Amid the continuous development of the crypto market, another online crypto scam has struck again as a Hong Kong retiree lost almost 7 million Hong Kong dollars (US$891,723) in savings in just two months.
According to a source familiar with the case, the 55-year-old woman who is a retiree and a Victim of the crypto scam was scammed via an investment scheme. She found out she had been scammed when she attempted to borrow money from her daughter to pay “surety” to recover part of the money.
The scam initially began as the 55-year-old woman met a scammer on Instagram in January who convinced her to invest in cryptocurrency, promising high returns. The victim was lured into setting up an account on a fraudulent investment website, which presented fake information about digital coins and positive returns.

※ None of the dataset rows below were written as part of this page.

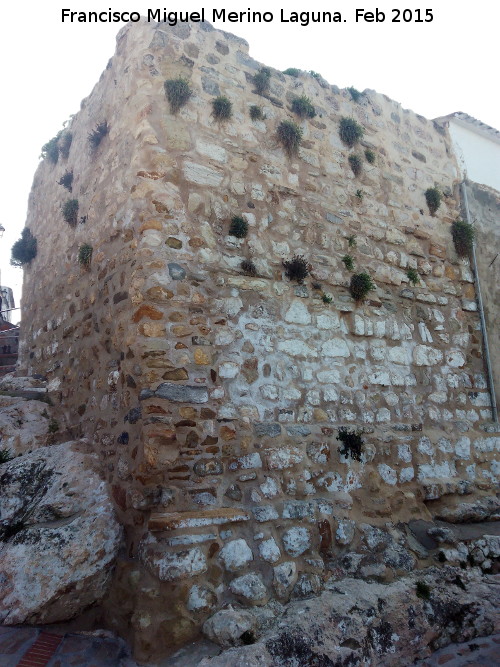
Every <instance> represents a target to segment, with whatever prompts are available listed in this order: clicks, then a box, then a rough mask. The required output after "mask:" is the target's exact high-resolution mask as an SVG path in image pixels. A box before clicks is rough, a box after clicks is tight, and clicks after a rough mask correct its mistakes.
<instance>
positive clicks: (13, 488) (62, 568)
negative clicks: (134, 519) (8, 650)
mask: <svg viewBox="0 0 500 667" xmlns="http://www.w3.org/2000/svg"><path fill="white" fill-rule="evenodd" d="M78 448H79V443H76V442H67V443H64V444H61V445H54V446H52V447H42V448H40V449H37V450H36V451H35V452H32V453H30V454H27V455H25V456H22V457H18V458H16V459H14V460H12V461H9V462H8V463H5V464H3V465H1V466H0V581H1V585H0V621H1V622H2V623H3V624H5V625H13V624H16V623H53V622H56V621H63V620H68V619H70V618H73V617H74V616H76V615H77V614H79V613H80V612H82V611H83V610H84V609H85V608H86V607H88V606H89V605H91V604H93V603H95V602H98V601H100V600H101V599H102V598H103V596H104V595H105V593H106V591H107V588H108V584H109V582H110V579H111V574H112V570H113V564H114V561H115V558H116V555H117V552H118V548H119V545H120V541H121V535H122V530H121V527H120V525H119V524H118V522H117V520H116V518H115V514H114V509H113V505H112V503H111V500H110V498H109V495H108V492H107V489H106V484H105V482H104V481H102V480H101V479H100V477H99V475H98V473H97V470H96V468H97V465H96V460H95V459H94V457H92V456H90V455H88V454H85V453H83V452H82V451H79V449H78Z"/></svg>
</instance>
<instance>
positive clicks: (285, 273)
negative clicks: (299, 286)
mask: <svg viewBox="0 0 500 667" xmlns="http://www.w3.org/2000/svg"><path fill="white" fill-rule="evenodd" d="M283 267H284V268H285V276H286V277H287V278H288V280H296V281H297V282H298V283H299V285H301V284H302V283H303V282H304V279H305V278H307V276H308V275H309V273H310V272H311V269H312V266H311V265H310V264H309V262H308V261H307V260H306V259H305V257H304V256H303V255H294V256H293V257H292V259H288V260H285V261H284V262H283Z"/></svg>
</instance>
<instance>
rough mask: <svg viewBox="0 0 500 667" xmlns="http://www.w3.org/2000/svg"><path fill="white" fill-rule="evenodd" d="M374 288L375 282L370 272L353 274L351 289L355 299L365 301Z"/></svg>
mask: <svg viewBox="0 0 500 667" xmlns="http://www.w3.org/2000/svg"><path fill="white" fill-rule="evenodd" d="M374 289H375V284H374V283H373V281H372V279H371V277H370V276H369V274H368V273H356V274H354V275H353V276H352V278H351V284H350V286H349V291H350V292H351V296H352V298H353V299H354V300H355V301H363V300H364V299H366V296H367V294H368V292H371V291H373V290H374Z"/></svg>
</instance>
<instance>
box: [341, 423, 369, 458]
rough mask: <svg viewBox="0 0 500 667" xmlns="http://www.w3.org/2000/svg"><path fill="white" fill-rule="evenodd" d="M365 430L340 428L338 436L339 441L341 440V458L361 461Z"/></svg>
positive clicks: (362, 450) (343, 427)
mask: <svg viewBox="0 0 500 667" xmlns="http://www.w3.org/2000/svg"><path fill="white" fill-rule="evenodd" d="M363 433H364V431H363V429H357V430H354V429H352V430H351V429H347V428H344V427H342V426H341V427H340V428H339V433H338V435H337V440H340V442H341V443H342V446H341V447H339V449H338V452H339V454H340V455H341V456H345V457H346V458H347V459H348V458H351V459H354V461H361V456H362V454H363V446H364V444H365V443H364V442H363V438H362V437H361V436H362V435H363Z"/></svg>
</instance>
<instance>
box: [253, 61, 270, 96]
mask: <svg viewBox="0 0 500 667" xmlns="http://www.w3.org/2000/svg"><path fill="white" fill-rule="evenodd" d="M253 82H254V84H255V90H256V91H257V93H258V94H259V95H264V93H267V91H268V90H269V84H270V82H271V70H270V69H269V67H261V68H260V70H259V71H258V72H257V74H256V75H255V76H254V78H253Z"/></svg>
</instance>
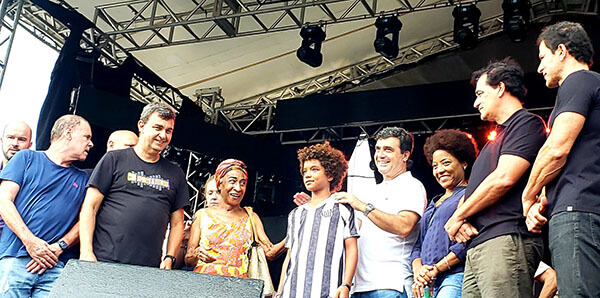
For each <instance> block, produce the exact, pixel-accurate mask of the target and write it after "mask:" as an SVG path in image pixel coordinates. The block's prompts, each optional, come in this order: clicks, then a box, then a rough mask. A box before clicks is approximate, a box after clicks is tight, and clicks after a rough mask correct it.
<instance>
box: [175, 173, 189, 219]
mask: <svg viewBox="0 0 600 298" xmlns="http://www.w3.org/2000/svg"><path fill="white" fill-rule="evenodd" d="M176 167H177V169H176V170H177V171H178V175H177V184H176V185H177V192H176V197H175V202H174V204H172V205H171V213H173V212H175V211H177V210H179V209H181V208H183V207H185V206H188V205H189V203H190V192H189V189H188V187H187V182H186V181H185V178H184V177H185V175H184V174H183V171H182V170H181V169H180V168H179V166H176Z"/></svg>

Police said that between February 11 and March 31, the retiree transferred HK$6.96 million into 19 designated bank accounts in 24 transactions. She was asked to pay a “surety” when she tried to cash out part of the deposited funds, and this is when she realized she had fallen victim to a scam.
The victim reported the incident to the police last week. Officers are currently now making efforts to discover the owners of the bank accounts involved.
Police have deemed the case as “obtaining property by deception,” an offense with a penalty of up to 10 years in jail under the Theft Ordinance. No arrests have been made yet.
Rise In Cryptocurrency Scams
The Hong Kong retiree’s case is one of the latest in a series of cryptocurrency-related frauds in the region. According to the police, there were 2,336 cryptocurrency-related scams reported in Hong Kong last year, with the cases involving roughly HK$1.7 billion in funds,
Cryptocurrency scams have become a concern worldwide, with cybercriminals using social media and fraudulent websites to lure investors into parting with their money.
To avoid falling victim to such scams, potential investors are advised to conduct thorough research on investment opportunities, be wary of promises of high returns, and not invest money they cannot afford to lose.
They are also advised to only invest in regulated investment platforms and avoid unknown or unregulated ones.
To conclude, the Hong Kong retiree’s case is a sad reminder of the need for caution when investing in cryptocurrencies. The high returns promised by fraudsters should not be taken at face value, and potential investors must take the necessary precautions to avoid falling prey to scams.
The police are doing their best to track down and prosecute scammers. Still, ultimately it is up to individuals to take responsibility for their investments and not let the lure of quick profits cloud their judgment.